I was shocked to find out what breast cancer really felt like

Psychologist Dr Cordelia Galgut was used to supporting women with breast cancer. But after her own diagnosis she truly understood what they were going through.

Psychologist Dr Cordelia Galgut was used to supporting women with breast cancer. But it was only after her own diagnosis that she truly understood what they were going through.

I hadn’t understood the emotional effects

I had been supporting women with breast cancer as a psychologist long before I was diagnosed myself in 2004.

I remember thinking I knew well enough what my patients were going through. There was a kind of complacency about me. I was so shocked by the difference between what I thought a diagnosis of breast cancer would mean, and what the whole process after was actually like.

I had two lots of surgery

A few months after my first diagnosis and surgery I started to feel that there was something wrong in the other breast. Later that year, I was diagnosed with another, bigger tumour in the other breast. So I had two lots of surgery, and six weeks of radiotherapy to each breast, then hormone therapy.

It took me a while to realise I was in shock

With any life trauma, unless you’ve been through it yourself, you don’t really know the awful shock of it, and just how long and complicated a process it is.

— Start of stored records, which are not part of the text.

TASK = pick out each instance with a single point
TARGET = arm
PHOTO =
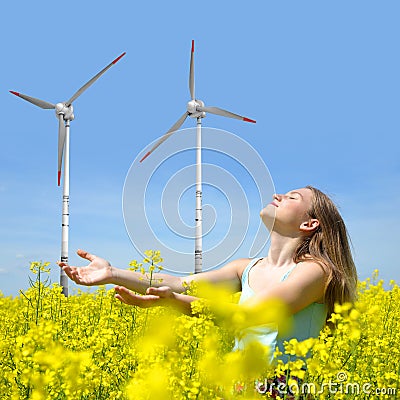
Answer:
(160, 296)
(305, 285)
(100, 272)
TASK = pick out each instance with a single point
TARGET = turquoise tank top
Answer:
(306, 323)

Shock is not just something you feel and then it goes away. It endures. And it wasn’t until about three years after I was diagnosed that I started to properly realise I was in shock. For me, because I had two diagnoses, it was a double whammy of shocks.

It stumped me as a psychologist. I was like a rabbit caught in the headlights.

There’s no linear process for coming to terms with it

I had been taught as a psychologist that there are different ‘stages of grief’, and that after huge life trauma people generally go through these stages – such as denial, shock and anger – in a linear way. I didn’t at all in the ways I expected to.

Prior to being diagnosed myself I thought: ‘You have your operation, you have your treatment, you’re relatively all right, and you just move on.’ But it’s like the death of someone close to you. You just have to try to live alongside it as best you can, rather than trying to move on and get over it. How can we? We see our scars every day, and fear recurrence and spread.

I focus on what I can do rather than what I cannot do

I also remind myself that it’s OK to feel down about it. I say to myself: ‘No matter what anybody else says, how I feel is real.’ I’ve spoken to many others for the book I’m writing who feel the same, and I know it’s justifiable that I feel the way I feel.

Give yourself time to grieve

It’s important to give yourself the time to grieve and to express the negative feelings about your situation.

I wrote a poem telling those who haven't had breast cancer how the things people say make me feel:

Tell me instead that you have an open heart
And an open mind.
That you’ll listen,
That you’ll try and understand,
Even when what I’m saying sounds preposterous to you.
It is my reality.

Excerpt from 'Please Don’t', published in Emotional Support through Breast Cancer by Dr Cordelia Calgut (2013).

There’s no right way of coping

In a sense, living with the fall-out of breast cancer over the years, we can be our own worst enemies because there’s no ‘right way’ of coping with a diagnosis. I talk to women and they say ‘I’m fine’, but then you find out their relationships and sex lives are affected, they have aches and pains and worse symptoms, as well. I think we can often be in denial ourselves.

There’s no right way to cope at all, but it probably helps to be aware of unhelpful patterns, like not really saying what’s on our minds.

Being kind to yourself

Try not to put too much pressure on yourself to move forward, and set the bar as low as possible in terms of what you’re ‘expected’ to do. Try to accept that you’re going to feel the way you feel and that it’s normal, it’s natural.

I find it helpful to say affirming statements, or put Post-it Notes around the place, such as:

  • ‘I’m doing really well at getting through this’ – say that to yourself over and over again
  • ‘I’m allowed to feel angry and upset’ – you can allow yourself to vent like that in private
  • ‘I’m allowed to feel OK, I’m allowed to feel positive, and I’m allowed to feel anxious. I don’t have to bottle it all up’
  • ‘It’s rational to feel frightened of recurrence. It’s normal to have long-term effects’

I think the biggest thing is allowing yourself to validate how you really feel. Having the courage to speak out about how you feel – if you can – can be empowering as well.